Так оно и длилось до тех пор, пока Бюсси не влюбился во Франсуазу де Монсоро (да-да, ее звали именно Франсуазой, а вовсе не Дианой, как уверял нас достопочтенный господин Дюма!) и не пал жертвой ревности ее мужа и отчасти предательства герцога Анжуйского. Но это – совсем другая история!
Муж Марго оставался по-прежнему равнодушен к похождениям жены. Казалось, он совершенно поглощен своим романом с дамой из окружения королевы-матери, с грациозной мадам де Сов.
Однако Наваррец был большим хитрецом. Он спал с мадам де Сов, но мечтал о побеге из Парижа. И вот однажды он исчез, и в следующий раз парижанам суждено было увидеть Генриха только через двадцать лет…
Он тут же поспешил отречься от католической веры, в которую перешел исключительно ради спасения своей жизни. И сообщил при том, что «сожалеет лишь о двух вещах, оставленных в Париже: о мессе и о своей жене. Что касается первой, то он постарается без этого обойтись, а вот без второй не может, да и не хочет обходиться».
То был первый раз, когда он выразил беспокойство о Марго.
Беарнец написал супруге письмо, в котором извинялся, что покинул Лувр, не попрощавшись с ней, и поручил сеньору Дюрасу поехать за женой.
Но Генрих III отказался отпустить сестру, сказав, что та является самым лучшим украшением его двора и он не в силах расстаться с ней. Фактически же Марго стала пленницей. Она не имела права выйти из своей комнаты, у дверей день и ночь стояла стража, а все ее письма прочитывались.
Во всеуслышание брат обвинял сестру в организации побега Наваррца. В действительности же Генрих III подозревал, что Марго участвовала вместе с мужем в заговоре в пользу их брата Франсуа, герцога Анжуйского, и отчаянно к тому ревновал.
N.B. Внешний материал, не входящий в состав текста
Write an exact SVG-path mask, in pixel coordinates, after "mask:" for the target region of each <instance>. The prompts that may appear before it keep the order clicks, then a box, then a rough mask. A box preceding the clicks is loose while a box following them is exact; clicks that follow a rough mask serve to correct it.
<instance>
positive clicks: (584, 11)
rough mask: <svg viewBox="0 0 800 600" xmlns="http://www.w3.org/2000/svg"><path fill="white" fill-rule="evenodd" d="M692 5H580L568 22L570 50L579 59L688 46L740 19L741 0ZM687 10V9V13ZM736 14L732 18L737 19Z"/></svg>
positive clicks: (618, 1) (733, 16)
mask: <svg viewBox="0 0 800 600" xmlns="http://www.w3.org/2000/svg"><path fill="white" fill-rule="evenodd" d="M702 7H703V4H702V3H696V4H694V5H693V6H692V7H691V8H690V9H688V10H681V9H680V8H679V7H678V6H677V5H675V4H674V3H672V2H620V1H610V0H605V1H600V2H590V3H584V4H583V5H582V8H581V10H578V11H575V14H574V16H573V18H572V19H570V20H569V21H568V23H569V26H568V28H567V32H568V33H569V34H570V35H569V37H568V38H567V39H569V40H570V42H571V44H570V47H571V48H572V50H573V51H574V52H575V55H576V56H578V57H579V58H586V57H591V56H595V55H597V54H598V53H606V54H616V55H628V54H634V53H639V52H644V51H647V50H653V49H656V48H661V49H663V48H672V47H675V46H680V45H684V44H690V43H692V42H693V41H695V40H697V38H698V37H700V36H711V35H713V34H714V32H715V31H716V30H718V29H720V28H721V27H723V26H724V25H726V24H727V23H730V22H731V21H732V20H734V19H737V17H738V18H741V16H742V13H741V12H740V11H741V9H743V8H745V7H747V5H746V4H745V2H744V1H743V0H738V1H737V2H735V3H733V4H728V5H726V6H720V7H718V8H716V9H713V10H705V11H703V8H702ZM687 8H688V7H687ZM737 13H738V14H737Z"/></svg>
Все-таки воспоминания юности были еще живы у членов этой семьи, которые были связаны не только кровными узами.
Ужасно страдая от вынужденного целомудрия, Марго пыталась скрасить свое заточение поэзией, древней литературой и музыкой, но Ронсар и Овидий оказались никудышными любовниками. К концу третьего месяца режима воздержания она превратилась в настоящую тигрицу, лишенную самца. «Пронзительное желание, сжигавшее ее плоть, временами доводило ее до болей в пояснице, до невозможности сдержать какой-то нечеловеческий крик. Без сомнения, на том месте, где у нее рос пушок, – писал один современник, – можно было при желании сварить яйцо, настолько там было горячо и даже жарко».